Asya-Pasifik’teki son gerilimi Ankara Üniversitesi’nden Avrasya uzmanı Mühdan Sağlam ile konuştuk.
‘KRİZİN KAYNAĞI TRUMP ÖNCESİ DÖNEME DAYANIYOR’
“Özellikle 2012’de Kim Jong-Un’un iktidara gelmesiyle birlikte buna daha fazla hız verdiler. Kriz Trump döneminde alevlenmedi çünkü BM yaptırımlarının tarihlerine baktığımızda, Trump’ın iktidara geldiği tarihten çok daha öncesine uzanıyor Kore’nin bu faaliyetleri. Fakat krizin bu dönemde bu kadar tırmanıyor olmasının arkasında, hem Trump yönetiminin Çin politikasında net bir zemine oturmamış olması hem de Kuzey Kore’nin bölge ülkelerinde özellikle Güney Kore ve Japonya’ya yönelik tehditlerini arttırması ve bunun dozunun gün geçtikçe yükselmesi var. Aslına bakarsak, bu durum tek yanlı bir şey değil. Bugün haberlerde geçtiğine göre, 21 Ağustos’tan itibaren ABD ve Güney Kore kuvvetleri Asya Pasifik’te geniş katılımlı bir askeri tatbikat yapacaklar. Bu Kuzey Kore’yi de tedirgin eden faktörlerden bir tanesi. Taraflar karşılıklı tedirginlikle hareket ettikleri için de süreç tırmanıyor gözüküyor hatta aslında şu an tedirginliğin zirvelerinden birini görüyoruz şu anda. Tedirginlik duymamız olağan çünkü gerçekten tırmanabileceği en üst noktalarda.”
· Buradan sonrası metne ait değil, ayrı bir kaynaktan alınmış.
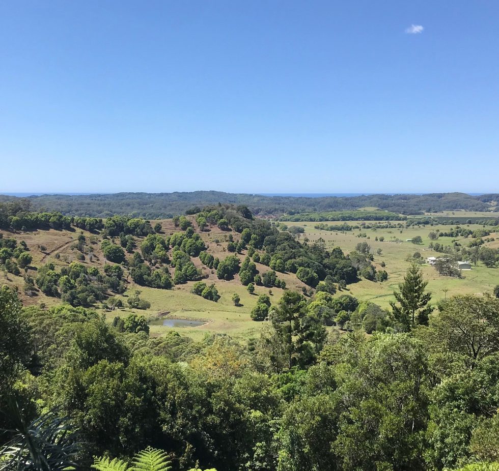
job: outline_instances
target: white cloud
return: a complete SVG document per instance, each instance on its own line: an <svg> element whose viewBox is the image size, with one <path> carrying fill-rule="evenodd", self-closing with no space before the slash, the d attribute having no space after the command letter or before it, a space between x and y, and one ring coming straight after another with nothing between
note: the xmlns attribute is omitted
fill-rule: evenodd
<svg viewBox="0 0 499 471"><path fill-rule="evenodd" d="M423 33L425 28L421 24L411 24L405 30L408 35L418 35Z"/></svg>

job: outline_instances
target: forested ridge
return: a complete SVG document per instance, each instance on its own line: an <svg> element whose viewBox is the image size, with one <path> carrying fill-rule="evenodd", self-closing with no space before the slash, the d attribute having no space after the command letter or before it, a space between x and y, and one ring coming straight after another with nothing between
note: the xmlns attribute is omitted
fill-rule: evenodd
<svg viewBox="0 0 499 471"><path fill-rule="evenodd" d="M372 207L402 214L423 212L465 210L486 211L496 195L473 196L462 193L424 195L368 195L360 196L327 196L320 198L265 196L260 195L224 193L220 191L114 194L45 195L30 196L33 210L59 212L72 216L107 217L115 214L134 214L156 219L183 214L192 206L202 207L218 202L244 204L260 216L281 216L297 213L351 211ZM0 201L15 201L15 197L0 196Z"/></svg>
<svg viewBox="0 0 499 471"><path fill-rule="evenodd" d="M383 309L348 290L387 279L366 239L328 249L242 204L191 207L165 230L25 204L0 211L0 265L24 272L0 290L0 469L498 469L499 286L434 302L412 257ZM37 231L74 233L71 258L33 266L41 249L23 238ZM244 341L155 337L145 315L115 314L148 308L137 287L187 284L215 305L230 283L268 293Z"/></svg>

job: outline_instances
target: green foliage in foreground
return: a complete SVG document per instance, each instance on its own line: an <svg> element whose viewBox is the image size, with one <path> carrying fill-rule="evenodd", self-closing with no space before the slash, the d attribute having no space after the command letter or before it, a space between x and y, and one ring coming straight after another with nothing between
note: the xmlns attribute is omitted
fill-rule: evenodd
<svg viewBox="0 0 499 471"><path fill-rule="evenodd" d="M136 453L131 466L115 458L97 458L92 467L97 471L169 471L172 469L170 456L161 450L148 447Z"/></svg>

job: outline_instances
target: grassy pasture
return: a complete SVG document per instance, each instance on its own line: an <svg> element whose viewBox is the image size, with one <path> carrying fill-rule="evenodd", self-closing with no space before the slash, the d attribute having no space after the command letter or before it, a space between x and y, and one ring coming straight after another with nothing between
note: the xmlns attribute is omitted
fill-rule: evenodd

‘KUZEY KORE GÜNEY KORE’YE MESAJ VERİYOR’
“Kuzey Kore sadece savunma refleksi olarak ele alınmamalı. 1950-53 arasında Kore savaşı sürdü ve 38. enlem iki ülke arasında sınır kabul edilerek, Kore yarımadası kendi içerisinde ikiye bölündü. Güney Kore ve dünyanın geri kalanı bunu bu şekilde kabul etmiş olmakla birlikte, Kuzey Kore’nin hala bu durumu kabul ettiğini söyleyemiyoruz. Kuzey Kore için bu savaş hala kabul ediliyor ve onlar hala Güney Kore’nin de kendilerine ait olduğunu düşünüyorlar ve kendilerine katılması gerektiğine inanıyorlar. Silahlanmanın aynı zamanda yayılmacı bir boyutunun da olduğunu düşünüyorum hem kendi açıklamalarından hem de tarihten yola çıkarak. Elbette bunun yanında bir savunma ayağı da var. Kore yarımadası, Asya Pasifik gibi yükselen ekonomileri bünyesinde barındıran, güçlü aktörlerin olduğu bir coğrafyadır. Çin, Hindistan, Japonya gibi ülkelerden bahsediyoruz. Bunun yanında ABD hem bir bölge ülkesi hem de çok güçlü müttefiklik ilişkileri kurmuş olan bir ülke. Ayrıca belki ekonomik olarak Çin ve ABD ile yarışamayacak ama askeri potansiyeli ile bölgede bulunan bir Rusya var. Belki Ortadoğu’dan farklı olarak, gerilim bu kadar tırmandığında tarafların sükûnete davet edilmesi, sıcak çatışmaya dönmüyor olması ya da bir an önce önleyici vuruşa başvurmuyor olmalarının temelinde de bu var. Kuzey Kore bu silahlanma zeminini de koruyor çünkü bu kadar güçlü aktörlerin olduğu zeminde ulunuyor. Japonya ile arada tarihsel bir düşmanlık, kin var diğer yandan ekonomik olarak zaten Kuzey Kore’yi geçmiş, dünya devlerinden biri olan Güney Kore var ve Kuzey Kore buranın kendisine ait olduğunu iddia ediyor. Ayrıca Kuzey Kore izole edilmiş bir ülke ve Çin dışında gıda bile alabildiği kimse yok. Girift olarak en azından bu silahları elinde tutarak, bazı saldırıları bertaraf edebileceği fikirleri de mevcut. Kuzey Kore’nin silahlarını teslim edeceğini düşünmüyorum çünkü şu anda önleyici vuruş ya da sınırlı bir silahlı mücadele yöntemine başvurulamamasını sebebi 8000 kadar topçu bataryasının yönünün Güney Kore’ye ve Japonya’ya dönmüş olmasıdır. Bu dengeyi biraz kendi lehine de kullanabiliyor zira şu anda masada müdahaleci askeri seçenek masada durmuyor.”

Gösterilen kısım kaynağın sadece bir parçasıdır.